Across Gippsland, the Mallee, and the Wimmera, a pattern is repeating itself: therapy waitlists stretch longer, service footprints shrink, and families in need are told to hang on just a little longer. Whether it’s a toddler in Sale awaiting speech therapy or an older farmer outside Horsham recovering from a stroke, the story is familiar and quietly devastating—they’re waiting, and no one is available.

This isn’t because demand has dropped. It’s not about disinterest. It’s about design. Our systems—and specifically, how we fund and support allied health—are making it harder, not easier, to get help where it’s needed most.

The invisible cost of training

Allied health professionals in Victoria—physiotherapists, speech pathologists, dietitians, occupational therapists—typically undertake a four-year degree, often followed by a master’s. Every one of those degrees requires long stints of unpaid placement, usually totalling around 1,000 hours.

For Victorian students, that often means heading to a regional site—think Mildura, Hamilton, or Orbost—for a clinical block of 5 to 10 weeks. These placements aren’t just unpaid. They often come with a second rent, extra fuel, lost casual income, and zero financial support. Unlike nursing and teaching students—who now receive Victorian Government placement subsidies—allied health students are left to absorb the costs.

The result? Students from lower-income or rural backgrounds are systematically disadvantaged, and regional placements feel like a personal sacrifice rather than a meaningful career pathway.

Then you graduate—and the numbers still don’t stack up

Imagine you’re a new graduate OT or physio, and you’re weighing up whether to stay in Melbourne or take a job in Swan Hill. The regional position looks rewarding. There’s variety, autonomy, a sense of purpose. But here’s what else you’re calculating:

  • You’ll likely need to drive significant distances between clients—40, 60, even 80km a day.
  • The NDIS, which funds many of these services, used to reimburse that travel fully.
  • But as of July 2025, only 50% of travel costs and time are reimbursed—meaning thousands in lost revenue.
  • Even if you bill the maximum allowable rate, you’ll see fewer clients per day due to travel.
  • Meanwhile, your metro counterparts can work from one clinic, back-to-back, with little downtime or overhead.

Let’s put some figures to it.

  • A Melbourne-based physio or OT might see 6–7 clients daily in a fixed clinic, with annual earnings around $258,000 after expenses.
  • A regional practitioner, seeing just 4 clients daily due to travel and logistics, with half their travel costs now unreimbursed, might clear just $138,000.

Same profession. Same skills. A $120,000 gap, year after year. And that’s not counting the higher business costs and lower access to supervision that often come with regional practice.

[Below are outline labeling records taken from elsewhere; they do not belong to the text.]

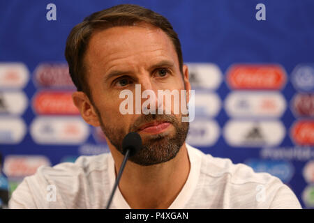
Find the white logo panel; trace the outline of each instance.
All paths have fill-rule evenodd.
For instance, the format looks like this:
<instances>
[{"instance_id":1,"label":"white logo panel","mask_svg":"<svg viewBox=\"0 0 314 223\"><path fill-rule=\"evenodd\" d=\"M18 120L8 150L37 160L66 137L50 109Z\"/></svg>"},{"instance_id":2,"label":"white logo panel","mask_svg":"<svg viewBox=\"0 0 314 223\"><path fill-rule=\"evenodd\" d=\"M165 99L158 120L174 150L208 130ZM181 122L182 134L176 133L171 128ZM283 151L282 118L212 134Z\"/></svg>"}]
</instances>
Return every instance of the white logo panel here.
<instances>
[{"instance_id":1,"label":"white logo panel","mask_svg":"<svg viewBox=\"0 0 314 223\"><path fill-rule=\"evenodd\" d=\"M195 120L190 123L186 142L193 146L211 146L219 135L220 128L215 121Z\"/></svg>"},{"instance_id":2,"label":"white logo panel","mask_svg":"<svg viewBox=\"0 0 314 223\"><path fill-rule=\"evenodd\" d=\"M40 116L31 125L33 139L40 144L80 144L89 134L89 128L80 117Z\"/></svg>"},{"instance_id":3,"label":"white logo panel","mask_svg":"<svg viewBox=\"0 0 314 223\"><path fill-rule=\"evenodd\" d=\"M225 125L223 134L232 146L274 146L280 144L285 128L277 121L230 121Z\"/></svg>"}]
</instances>

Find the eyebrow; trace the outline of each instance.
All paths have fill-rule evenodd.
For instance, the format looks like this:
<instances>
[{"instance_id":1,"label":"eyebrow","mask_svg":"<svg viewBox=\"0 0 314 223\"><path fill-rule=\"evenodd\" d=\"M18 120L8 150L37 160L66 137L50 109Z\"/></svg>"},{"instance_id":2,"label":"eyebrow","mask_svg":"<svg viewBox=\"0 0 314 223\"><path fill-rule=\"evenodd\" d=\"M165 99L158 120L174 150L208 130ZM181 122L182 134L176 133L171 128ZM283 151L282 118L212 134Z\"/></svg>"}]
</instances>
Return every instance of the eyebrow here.
<instances>
[{"instance_id":1,"label":"eyebrow","mask_svg":"<svg viewBox=\"0 0 314 223\"><path fill-rule=\"evenodd\" d=\"M149 70L154 70L156 68L162 68L162 67L172 68L172 67L174 67L174 64L172 61L168 61L168 60L163 60L163 61L151 66L149 68ZM124 75L125 75L127 74L130 74L131 72L132 72L131 71L121 71L121 70L112 70L105 77L105 82L107 82L108 80L110 80L112 77L118 77L118 76L123 76Z\"/></svg>"}]
</instances>

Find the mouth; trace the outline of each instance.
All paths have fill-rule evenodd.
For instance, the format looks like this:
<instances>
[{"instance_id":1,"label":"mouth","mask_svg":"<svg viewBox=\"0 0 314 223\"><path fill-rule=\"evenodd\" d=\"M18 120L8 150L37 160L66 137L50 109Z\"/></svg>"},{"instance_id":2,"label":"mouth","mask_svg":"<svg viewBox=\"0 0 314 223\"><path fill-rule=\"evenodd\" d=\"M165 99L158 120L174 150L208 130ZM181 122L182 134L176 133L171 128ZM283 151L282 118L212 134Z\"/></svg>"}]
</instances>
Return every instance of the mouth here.
<instances>
[{"instance_id":1,"label":"mouth","mask_svg":"<svg viewBox=\"0 0 314 223\"><path fill-rule=\"evenodd\" d=\"M149 134L159 134L165 132L170 126L170 123L169 122L155 121L142 125L139 129L139 132Z\"/></svg>"}]
</instances>

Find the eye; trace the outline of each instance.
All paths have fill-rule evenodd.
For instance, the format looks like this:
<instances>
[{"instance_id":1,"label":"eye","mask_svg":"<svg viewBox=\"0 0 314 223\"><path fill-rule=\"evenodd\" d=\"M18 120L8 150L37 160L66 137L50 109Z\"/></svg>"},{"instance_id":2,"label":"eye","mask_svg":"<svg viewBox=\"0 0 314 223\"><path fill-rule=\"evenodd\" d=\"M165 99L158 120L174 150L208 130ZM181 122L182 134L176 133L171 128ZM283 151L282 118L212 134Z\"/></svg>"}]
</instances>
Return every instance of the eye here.
<instances>
[{"instance_id":1,"label":"eye","mask_svg":"<svg viewBox=\"0 0 314 223\"><path fill-rule=\"evenodd\" d=\"M166 69L166 68L161 68L161 69L158 69L158 72L157 72L157 75L159 77L165 77L166 76L167 74L169 74L169 70Z\"/></svg>"},{"instance_id":2,"label":"eye","mask_svg":"<svg viewBox=\"0 0 314 223\"><path fill-rule=\"evenodd\" d=\"M114 86L126 86L128 84L130 84L132 83L133 83L133 82L131 80L130 80L129 79L124 77L124 78L118 79L117 80L116 80L114 82Z\"/></svg>"}]
</instances>

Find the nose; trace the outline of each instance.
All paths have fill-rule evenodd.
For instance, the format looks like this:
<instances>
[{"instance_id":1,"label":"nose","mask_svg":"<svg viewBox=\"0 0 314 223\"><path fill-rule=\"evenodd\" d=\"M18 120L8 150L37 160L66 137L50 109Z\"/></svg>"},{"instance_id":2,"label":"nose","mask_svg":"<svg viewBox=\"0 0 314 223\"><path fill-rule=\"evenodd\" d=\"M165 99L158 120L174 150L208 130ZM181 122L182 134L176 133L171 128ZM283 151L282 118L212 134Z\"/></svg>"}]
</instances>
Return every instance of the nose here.
<instances>
[{"instance_id":1,"label":"nose","mask_svg":"<svg viewBox=\"0 0 314 223\"><path fill-rule=\"evenodd\" d=\"M140 93L142 96L142 112L144 114L148 114L149 113L156 114L156 110L161 105L158 98L158 89L156 86L152 82L151 78L148 75L142 77L139 81L139 84L140 89L139 90L137 89L138 92L135 92L135 93Z\"/></svg>"}]
</instances>

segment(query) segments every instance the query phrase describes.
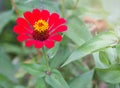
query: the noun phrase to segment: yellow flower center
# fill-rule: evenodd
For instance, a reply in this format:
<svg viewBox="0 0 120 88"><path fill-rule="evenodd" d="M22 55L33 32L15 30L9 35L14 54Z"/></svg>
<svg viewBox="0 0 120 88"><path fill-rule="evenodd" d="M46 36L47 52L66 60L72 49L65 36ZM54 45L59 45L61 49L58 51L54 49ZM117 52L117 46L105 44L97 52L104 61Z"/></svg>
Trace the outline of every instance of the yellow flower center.
<svg viewBox="0 0 120 88"><path fill-rule="evenodd" d="M32 36L35 40L44 41L49 37L49 25L45 20L36 21L33 28L34 30Z"/></svg>
<svg viewBox="0 0 120 88"><path fill-rule="evenodd" d="M39 33L44 33L48 30L49 26L45 20L38 20L33 25L34 30L38 31Z"/></svg>

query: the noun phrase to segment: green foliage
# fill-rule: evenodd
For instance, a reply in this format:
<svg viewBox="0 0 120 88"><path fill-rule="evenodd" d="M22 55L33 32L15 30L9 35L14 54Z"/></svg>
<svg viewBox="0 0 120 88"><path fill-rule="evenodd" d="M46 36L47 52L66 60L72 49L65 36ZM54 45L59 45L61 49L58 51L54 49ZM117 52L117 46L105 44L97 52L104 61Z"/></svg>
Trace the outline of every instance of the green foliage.
<svg viewBox="0 0 120 88"><path fill-rule="evenodd" d="M94 71L91 70L89 72L86 72L78 77L76 77L71 83L70 88L91 88L91 81L93 78ZM86 80L87 79L87 80ZM86 80L86 81L83 81Z"/></svg>
<svg viewBox="0 0 120 88"><path fill-rule="evenodd" d="M68 60L63 64L63 66L72 61L81 59L90 53L99 51L100 49L115 46L117 44L117 41L118 37L113 32L99 34L76 49L68 58Z"/></svg>
<svg viewBox="0 0 120 88"><path fill-rule="evenodd" d="M0 13L0 33L3 27L12 19L13 10Z"/></svg>
<svg viewBox="0 0 120 88"><path fill-rule="evenodd" d="M47 75L46 82L53 88L69 88L59 71L53 70L51 75Z"/></svg>
<svg viewBox="0 0 120 88"><path fill-rule="evenodd" d="M118 84L120 83L120 65L113 65L107 69L96 68L98 77L107 83Z"/></svg>
<svg viewBox="0 0 120 88"><path fill-rule="evenodd" d="M62 42L45 49L50 72L41 49L13 33L17 17L34 8L67 20ZM0 88L120 88L119 8L120 0L0 0Z"/></svg>

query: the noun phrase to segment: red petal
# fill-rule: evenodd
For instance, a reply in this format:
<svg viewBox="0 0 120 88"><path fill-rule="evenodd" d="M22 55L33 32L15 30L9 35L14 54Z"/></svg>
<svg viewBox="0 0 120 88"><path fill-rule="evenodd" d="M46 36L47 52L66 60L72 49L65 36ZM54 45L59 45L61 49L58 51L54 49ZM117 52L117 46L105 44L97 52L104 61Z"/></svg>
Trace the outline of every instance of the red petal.
<svg viewBox="0 0 120 88"><path fill-rule="evenodd" d="M55 30L51 31L51 35L56 34L58 32L64 32L66 30L67 30L67 26L62 25L62 26L59 26L58 28L56 28Z"/></svg>
<svg viewBox="0 0 120 88"><path fill-rule="evenodd" d="M35 48L42 48L43 47L43 42L35 41L34 45L35 45Z"/></svg>
<svg viewBox="0 0 120 88"><path fill-rule="evenodd" d="M58 19L59 19L59 15L57 13L51 14L49 21L48 21L49 26L52 26L54 23L56 23Z"/></svg>
<svg viewBox="0 0 120 88"><path fill-rule="evenodd" d="M38 21L39 19L41 19L41 12L39 9L34 9L32 11L32 15L33 15L35 21Z"/></svg>
<svg viewBox="0 0 120 88"><path fill-rule="evenodd" d="M53 48L54 47L54 42L50 40L44 41L44 44L47 48Z"/></svg>
<svg viewBox="0 0 120 88"><path fill-rule="evenodd" d="M54 36L51 36L49 39L60 42L62 40L62 36L60 34L56 34Z"/></svg>
<svg viewBox="0 0 120 88"><path fill-rule="evenodd" d="M14 26L13 31L17 34L31 34L32 33L19 25Z"/></svg>
<svg viewBox="0 0 120 88"><path fill-rule="evenodd" d="M30 27L30 25L28 24L28 22L24 19L24 18L18 18L16 20L17 24L32 31L32 28Z"/></svg>
<svg viewBox="0 0 120 88"><path fill-rule="evenodd" d="M41 19L47 21L49 17L50 17L50 13L48 12L48 10L42 10Z"/></svg>
<svg viewBox="0 0 120 88"><path fill-rule="evenodd" d="M17 40L19 42L25 41L27 39L32 39L32 36L28 36L28 35L19 35L19 36L17 36Z"/></svg>
<svg viewBox="0 0 120 88"><path fill-rule="evenodd" d="M57 22L54 23L54 25L49 29L49 31L57 28L59 25L65 24L65 23L66 23L66 20L61 18L61 19L57 20Z"/></svg>
<svg viewBox="0 0 120 88"><path fill-rule="evenodd" d="M37 40L27 40L27 41L26 41L26 46L27 46L27 47L30 47L30 46L32 46L32 45L34 45L35 48L42 48L43 43L40 42L40 41L37 41Z"/></svg>
<svg viewBox="0 0 120 88"><path fill-rule="evenodd" d="M35 20L31 12L29 11L25 12L24 17L30 22L30 24L34 25Z"/></svg>
<svg viewBox="0 0 120 88"><path fill-rule="evenodd" d="M25 42L26 47L31 47L35 43L35 40L27 40Z"/></svg>

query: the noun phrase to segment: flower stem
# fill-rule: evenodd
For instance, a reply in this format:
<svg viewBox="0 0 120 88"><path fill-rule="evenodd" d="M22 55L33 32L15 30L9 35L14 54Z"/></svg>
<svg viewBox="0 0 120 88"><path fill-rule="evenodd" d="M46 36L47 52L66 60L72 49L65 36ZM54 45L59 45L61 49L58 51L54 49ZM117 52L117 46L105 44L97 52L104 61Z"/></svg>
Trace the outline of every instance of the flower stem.
<svg viewBox="0 0 120 88"><path fill-rule="evenodd" d="M65 17L64 0L62 0L62 17Z"/></svg>
<svg viewBox="0 0 120 88"><path fill-rule="evenodd" d="M79 2L79 0L76 0L76 3L75 3L75 6L74 6L74 9L77 8L78 2Z"/></svg>
<svg viewBox="0 0 120 88"><path fill-rule="evenodd" d="M44 47L42 48L42 53L43 53L44 60L46 62L47 70L48 70L48 72L50 72L50 66L49 66L49 62L48 62L48 57L47 57L47 54L46 54L46 51L45 51Z"/></svg>
<svg viewBox="0 0 120 88"><path fill-rule="evenodd" d="M16 4L15 4L14 0L11 0L11 5L12 5L12 7L13 7L15 13L16 13L16 15L19 16L19 12L18 12L18 9L16 7Z"/></svg>
<svg viewBox="0 0 120 88"><path fill-rule="evenodd" d="M43 9L43 0L40 0L40 9Z"/></svg>

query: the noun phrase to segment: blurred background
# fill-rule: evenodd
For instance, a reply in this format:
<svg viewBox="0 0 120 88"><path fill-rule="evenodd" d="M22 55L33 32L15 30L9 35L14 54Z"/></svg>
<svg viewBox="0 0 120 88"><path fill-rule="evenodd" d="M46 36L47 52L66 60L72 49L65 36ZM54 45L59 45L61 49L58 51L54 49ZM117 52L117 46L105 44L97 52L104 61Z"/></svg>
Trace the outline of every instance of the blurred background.
<svg viewBox="0 0 120 88"><path fill-rule="evenodd" d="M46 84L43 81L39 84L41 80L21 66L21 63L40 63L41 50L26 48L13 33L16 18L34 8L48 9L67 19L70 31L65 33L60 44L56 43L54 49L47 50L47 54L51 68L62 73L70 88L75 86L72 80L78 76L80 80L75 82L81 87L74 88L120 88L112 84L112 80L101 80L101 76L91 71L96 68L92 55L60 68L77 47L95 35L110 30L120 35L120 0L0 0L0 88L40 88L39 85ZM117 58L113 48L108 51ZM52 87L47 85L44 88Z"/></svg>

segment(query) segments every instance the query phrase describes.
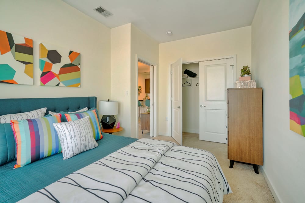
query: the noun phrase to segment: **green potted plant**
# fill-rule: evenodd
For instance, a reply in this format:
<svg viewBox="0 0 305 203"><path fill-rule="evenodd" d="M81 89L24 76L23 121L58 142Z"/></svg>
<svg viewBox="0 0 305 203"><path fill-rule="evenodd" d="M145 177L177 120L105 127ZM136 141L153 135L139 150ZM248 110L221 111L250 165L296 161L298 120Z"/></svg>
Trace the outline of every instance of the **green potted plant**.
<svg viewBox="0 0 305 203"><path fill-rule="evenodd" d="M247 65L242 66L242 68L240 69L241 73L240 76L242 77L251 76L251 74L250 72L250 67L248 67Z"/></svg>

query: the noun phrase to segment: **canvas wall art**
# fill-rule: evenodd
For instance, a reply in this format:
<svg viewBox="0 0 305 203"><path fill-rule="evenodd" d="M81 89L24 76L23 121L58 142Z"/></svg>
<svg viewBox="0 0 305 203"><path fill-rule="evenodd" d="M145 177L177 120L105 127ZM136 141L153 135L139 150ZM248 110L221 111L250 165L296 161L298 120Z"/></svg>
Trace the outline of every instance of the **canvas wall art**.
<svg viewBox="0 0 305 203"><path fill-rule="evenodd" d="M45 43L39 44L40 85L81 86L81 54Z"/></svg>
<svg viewBox="0 0 305 203"><path fill-rule="evenodd" d="M0 83L33 84L33 40L0 30Z"/></svg>
<svg viewBox="0 0 305 203"><path fill-rule="evenodd" d="M290 129L305 136L305 1L289 4Z"/></svg>

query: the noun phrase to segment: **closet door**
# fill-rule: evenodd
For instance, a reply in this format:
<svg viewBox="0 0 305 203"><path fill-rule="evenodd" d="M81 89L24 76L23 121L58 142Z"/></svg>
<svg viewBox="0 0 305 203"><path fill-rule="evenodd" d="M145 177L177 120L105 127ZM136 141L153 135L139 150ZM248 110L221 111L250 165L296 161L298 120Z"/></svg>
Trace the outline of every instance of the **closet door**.
<svg viewBox="0 0 305 203"><path fill-rule="evenodd" d="M171 65L171 136L182 145L182 59Z"/></svg>
<svg viewBox="0 0 305 203"><path fill-rule="evenodd" d="M199 62L199 139L227 143L226 90L233 86L232 58Z"/></svg>

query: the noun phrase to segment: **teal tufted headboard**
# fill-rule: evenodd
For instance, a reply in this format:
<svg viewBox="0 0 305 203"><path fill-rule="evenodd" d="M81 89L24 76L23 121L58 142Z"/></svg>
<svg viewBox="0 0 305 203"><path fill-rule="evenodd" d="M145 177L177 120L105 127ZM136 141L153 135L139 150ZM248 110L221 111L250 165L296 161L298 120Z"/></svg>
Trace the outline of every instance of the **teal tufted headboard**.
<svg viewBox="0 0 305 203"><path fill-rule="evenodd" d="M96 97L62 97L0 99L0 116L30 111L47 107L49 111L59 113L75 111L85 108L96 108Z"/></svg>
<svg viewBox="0 0 305 203"><path fill-rule="evenodd" d="M0 116L27 112L47 107L49 110L59 113L62 111L75 111L88 107L96 107L96 97L27 98L0 99ZM16 159L15 138L10 125L0 124L0 166Z"/></svg>

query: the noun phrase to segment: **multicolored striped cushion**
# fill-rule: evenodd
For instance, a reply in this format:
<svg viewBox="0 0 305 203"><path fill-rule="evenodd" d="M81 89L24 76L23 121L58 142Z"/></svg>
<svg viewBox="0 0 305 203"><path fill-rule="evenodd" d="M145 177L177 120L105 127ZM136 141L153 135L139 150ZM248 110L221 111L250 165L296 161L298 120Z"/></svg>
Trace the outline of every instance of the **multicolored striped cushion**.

“Why not just open a clinic?”

This suggestion gets thrown around often. And sometimes it works—Ballarat, Bendigo, Shepparton. But many Victorians live in places where that model doesn’t cut it. Think of NDIS clients in Nhill, Foster, or Beechworth.

In-home visits are often essential, especially for people:

  • Trialling new mobility aids
  • Living with developmental disabilities
  • Needing home safety modifications
  • Recovering from surgery or stroke and unable to travel

The current system actively disincentivises these services—not because the clinicians don’t want to provide them, but because they can’t afford to.

Structural issues, not staffing problems

This is not a recruitment problem. It’s an architecture problem. Allied health professionals want to work regionally. The Victorian Government has invested heavily in this through the Rural Workforce Agency Victoria (RWAV), the Victorian Training Pathways (VTP) program, and Growing Allied Health Rural Victoria (GAHRV). But these initiatives only go so far when the NDIS itself undermines viability through pricing structures that don’t reflect the realities of working outside the city.

Even RWAV’s 2024 census flagged this clearly: allied health shortages in rural and regional Victoria are worsening—particularly in the Mallee, Western District, and East Gippsland. Services are closing. Waitlists are blowing out. And the workforce pipeline is getting narrower.

What we can do—right now

The solutions aren’t revolutionary. They’re practical, achievable, and overdue:

  • Restore full travel reimbursements under the NDIS for allied health delivering in-home and mobile services in regional and rural areas.
  • Expand placement subsidies (like those already offered to nurses and teachers) to include allied health—especially for rural clinical blocks.
  • Introduce regional loadings or differentiated pricing in the NDIS to reflect geographic challenges and workforce scarcities.
  • Build stronger rural supervision networks so that early-career clinicians can develop safely and sustainably outside metropolitan hubs.

This isn’t about tipping the scales. It’s about recognising that they’ve long been tilted against those serving outside the city.

Who loses when we ignore this?

We all do. When allied health workers disappear from the Wimmera, from South Gippsland, from the Upper Murray, families fall further behind. Kids miss early intervention windows. Older adults live less independently. Schools struggle to support students with learning differences. And practitioners burn out trying to do too much with too little support.

If we don’t act, the question isn’t why regional Victoria is struggling to attract allied health professionals. It’s why any of them stayed as long as they did.